A Jabami estava presa em seus pensamentos. Ou, para ser mais específico, em uma memória de algo que tinha acabado de acontecer. A cena que passava em seus olhos tinha sido presenciada por si: ela tinha estado localizada atrás de uma árvore, escondida. Não era um hábito seu stalkear sua sênior, no entanto, quando percebeu que existia uma estudante curvada a frente da Momobami, acabou encontrando-se numa brincadeira de agente secreto.
Seu cérebro havia processado até que rápido a situação, infelizmente, não foi veloz o suficiente para que conseguisse retirar-se a tempo do local. Teria sido melhor se não tivesse ficado ali… Afinal, o que havia presenciado foi uma declaração de amor. Ririka-senpai estava prestes a receber uma carta de uma aparente caloura, esta que, apesar de ter as mãos trêmulas, tinha coragem o suficiente para pedir a permissão da mais velha para que a escutasse e lhe desse uma chance.
Surpresa com o que havia escutado, Yumeko arfou. Sequer teve tempo de reagir, a voz suave de sua sênior já sugava sua atenção para o presente — como costumava fazer desde que se conheceram. Apesar de polido, o tom da Ririka-senpai era gélido; o que indicava que não era muito próxima da outra. Entretanto, o que estava rodando em loop em sua mente eram as palavras que ela tinha dito a aquela estudante desconhecida.
Me perdoe, mas não tenho interesse. Já sinto sentimentos românticos por uma pessoa.
Aquela era a primeira vez que a Jabami escutava sua sênior abordar este tópico. Quem poderia ser a pessoa que teria o coração da Momobami em suas mãos e não sabia? Pela forma como a mais velha agia, era evidente que ainda estava solteira. O que poderia a impediria de se declarar para quem amava?
O som agudo das cartas movimentando-se misturaram com as incessantes perguntas que rondavam sua mente. Estava tudo acabado para Yumeko. Se Ririka-senpai já estava apaixonada, isso queria dizer que as chances de ser rejeitada também cresciam. Todo o planejamento que estava fazendo com a Mary-san para se declarar teria de ser descartado. Não valeria a pena tentar só pra receber a mesma resposta distante e desinteressada que a aluna desconhecida.
Frustrada, ela deixa um suspiro cansado escapar de seus lábios. Não querendo mais pensar nesse assunto, Yumeko começou a distribuir as cartas nas suas mãos em cima da mesa à sua frente. Era reconfortante fazer uma ação já conhecida, algo que sempre abria a porta para oportunidades desconhecidas e misteriosas. Poucas pessoas conseguiam entender o interesse dela pelo indefinido e não-resolvido. Muitos consideram a Jabami uma doida, alguém que só se interessava pela adrenalina de uma aposta e pelas incertezas da vida.

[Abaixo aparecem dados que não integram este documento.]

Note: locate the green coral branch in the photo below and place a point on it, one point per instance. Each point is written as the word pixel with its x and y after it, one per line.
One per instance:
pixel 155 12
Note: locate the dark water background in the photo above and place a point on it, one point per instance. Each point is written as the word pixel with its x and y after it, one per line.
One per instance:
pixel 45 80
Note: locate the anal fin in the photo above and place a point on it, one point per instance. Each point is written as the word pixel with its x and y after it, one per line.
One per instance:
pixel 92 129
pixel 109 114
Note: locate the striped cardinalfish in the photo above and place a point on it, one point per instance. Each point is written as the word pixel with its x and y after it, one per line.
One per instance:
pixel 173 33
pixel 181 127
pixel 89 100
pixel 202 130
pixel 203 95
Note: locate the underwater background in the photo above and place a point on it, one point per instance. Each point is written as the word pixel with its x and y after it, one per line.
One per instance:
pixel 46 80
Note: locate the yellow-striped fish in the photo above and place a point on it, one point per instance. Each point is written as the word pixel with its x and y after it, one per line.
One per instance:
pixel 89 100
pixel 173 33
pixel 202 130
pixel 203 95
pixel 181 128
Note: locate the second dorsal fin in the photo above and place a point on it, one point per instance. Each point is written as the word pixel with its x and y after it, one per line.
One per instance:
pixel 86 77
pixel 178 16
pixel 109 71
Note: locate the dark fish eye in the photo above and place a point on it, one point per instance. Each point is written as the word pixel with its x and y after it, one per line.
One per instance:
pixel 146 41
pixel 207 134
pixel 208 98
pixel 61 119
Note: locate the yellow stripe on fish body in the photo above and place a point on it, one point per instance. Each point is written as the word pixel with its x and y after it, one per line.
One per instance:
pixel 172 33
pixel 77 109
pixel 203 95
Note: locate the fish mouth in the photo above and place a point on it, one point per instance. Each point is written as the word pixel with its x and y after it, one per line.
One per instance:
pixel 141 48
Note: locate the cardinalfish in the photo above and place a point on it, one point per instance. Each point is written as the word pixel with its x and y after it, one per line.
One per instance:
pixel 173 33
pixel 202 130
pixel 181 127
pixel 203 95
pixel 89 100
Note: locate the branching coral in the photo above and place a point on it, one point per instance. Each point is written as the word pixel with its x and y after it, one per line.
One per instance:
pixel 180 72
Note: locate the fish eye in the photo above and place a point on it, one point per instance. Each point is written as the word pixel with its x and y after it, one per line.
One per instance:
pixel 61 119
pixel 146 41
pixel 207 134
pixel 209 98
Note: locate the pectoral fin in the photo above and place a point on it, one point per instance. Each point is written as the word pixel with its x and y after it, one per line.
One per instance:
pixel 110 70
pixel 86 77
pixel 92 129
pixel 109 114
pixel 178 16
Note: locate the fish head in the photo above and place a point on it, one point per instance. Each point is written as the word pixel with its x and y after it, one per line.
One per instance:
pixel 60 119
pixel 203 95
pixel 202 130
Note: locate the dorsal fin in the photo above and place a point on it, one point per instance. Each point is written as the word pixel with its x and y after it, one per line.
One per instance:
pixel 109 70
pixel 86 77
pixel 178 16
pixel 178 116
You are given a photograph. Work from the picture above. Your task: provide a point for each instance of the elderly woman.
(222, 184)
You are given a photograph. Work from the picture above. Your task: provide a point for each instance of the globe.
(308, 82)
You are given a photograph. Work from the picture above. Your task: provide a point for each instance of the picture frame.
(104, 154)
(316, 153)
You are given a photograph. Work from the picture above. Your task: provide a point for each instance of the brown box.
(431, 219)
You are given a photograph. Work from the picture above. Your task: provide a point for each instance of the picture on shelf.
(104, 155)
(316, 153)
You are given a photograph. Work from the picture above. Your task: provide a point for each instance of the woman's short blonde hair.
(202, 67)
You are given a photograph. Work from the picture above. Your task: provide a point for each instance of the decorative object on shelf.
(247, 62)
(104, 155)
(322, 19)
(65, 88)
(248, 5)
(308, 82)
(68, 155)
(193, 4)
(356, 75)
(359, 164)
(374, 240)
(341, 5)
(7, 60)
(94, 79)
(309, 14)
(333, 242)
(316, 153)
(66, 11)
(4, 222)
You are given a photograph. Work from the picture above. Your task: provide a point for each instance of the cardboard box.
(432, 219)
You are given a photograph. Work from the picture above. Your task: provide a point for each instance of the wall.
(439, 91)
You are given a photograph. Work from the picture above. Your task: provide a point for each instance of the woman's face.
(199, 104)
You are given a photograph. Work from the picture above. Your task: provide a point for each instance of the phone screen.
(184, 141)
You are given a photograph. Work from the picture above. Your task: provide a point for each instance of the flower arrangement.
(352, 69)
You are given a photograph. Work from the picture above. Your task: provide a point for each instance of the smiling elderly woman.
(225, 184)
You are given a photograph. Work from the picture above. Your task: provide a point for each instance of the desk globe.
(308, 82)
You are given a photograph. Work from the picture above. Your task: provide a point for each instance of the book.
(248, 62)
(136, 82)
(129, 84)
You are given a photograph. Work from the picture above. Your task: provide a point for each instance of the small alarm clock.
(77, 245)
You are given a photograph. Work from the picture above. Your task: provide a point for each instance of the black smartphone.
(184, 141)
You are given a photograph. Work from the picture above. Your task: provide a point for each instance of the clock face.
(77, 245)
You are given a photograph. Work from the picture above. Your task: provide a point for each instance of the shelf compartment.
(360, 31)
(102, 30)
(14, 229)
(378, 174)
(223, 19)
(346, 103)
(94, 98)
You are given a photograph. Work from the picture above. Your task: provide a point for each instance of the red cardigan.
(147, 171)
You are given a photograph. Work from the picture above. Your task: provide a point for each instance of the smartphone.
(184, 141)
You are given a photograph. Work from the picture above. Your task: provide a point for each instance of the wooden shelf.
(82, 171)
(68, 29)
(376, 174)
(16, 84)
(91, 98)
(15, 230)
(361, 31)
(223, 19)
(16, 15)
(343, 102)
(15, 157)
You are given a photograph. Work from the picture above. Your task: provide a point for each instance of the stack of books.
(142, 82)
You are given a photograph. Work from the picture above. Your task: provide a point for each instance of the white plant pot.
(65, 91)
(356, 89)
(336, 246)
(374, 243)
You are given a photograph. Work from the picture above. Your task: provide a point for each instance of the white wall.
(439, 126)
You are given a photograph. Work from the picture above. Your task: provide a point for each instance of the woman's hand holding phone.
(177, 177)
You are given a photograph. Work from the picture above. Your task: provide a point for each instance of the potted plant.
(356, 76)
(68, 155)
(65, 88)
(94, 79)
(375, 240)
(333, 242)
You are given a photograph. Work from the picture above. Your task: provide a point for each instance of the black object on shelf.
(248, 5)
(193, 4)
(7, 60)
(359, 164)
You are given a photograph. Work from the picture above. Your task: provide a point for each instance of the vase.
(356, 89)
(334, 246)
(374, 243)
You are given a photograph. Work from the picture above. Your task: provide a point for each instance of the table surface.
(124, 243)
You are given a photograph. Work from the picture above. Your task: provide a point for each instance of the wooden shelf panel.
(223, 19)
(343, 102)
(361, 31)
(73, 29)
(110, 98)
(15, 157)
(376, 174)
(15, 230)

Diferente da maioria, a Momobami tinha sido uma das poucas exceções que a entendiam. Apesar de parecer estranho uma líder de torcida inexpressiva compreender uma mera nerd, foi exatamente o que aconteceu. Conforme foi se aproximando de Ririka, melhor conseguiu ver o gap entre a forma como ela se portava e quem ela era de verdade. A mais nova conseguiu descobrir alguns lados interessantes da outra — como o jeito que ela ruboriza quando é provocada, uma visão tão deliciosa que Yumeko raramente consegue resistir a não fazer — e, em troca, foi sendo conhecida também.
E sua veterana era super interessante! A Jabami dificilmente conseguia prever as reações dela, visto que eram inusitadas na maioria das vezes, e isso tornava suas conversas com ela tão divertidas. Nunca estava entediada quando tinha a mais velha ao seu lado. Foi por não saber que tipo de resposta ganharia que tinha resolvido tentar se declarar. Mas agora que era quase certeza que seria rejeitada… que graça teria o fazer?
Pegando o montinho de cinco cartas que estava diante de si, Yumeko as virou em sua direção. Ao observá-las, suas irises rubras se arregalaram levemente. A cada naipe que via o pequeno brilho em seus olhos retornava, até que a vida estivesse de volta neles. Ela tinha um full house em mãos. Uma mão boa daquelas raramente vinha sem motivos…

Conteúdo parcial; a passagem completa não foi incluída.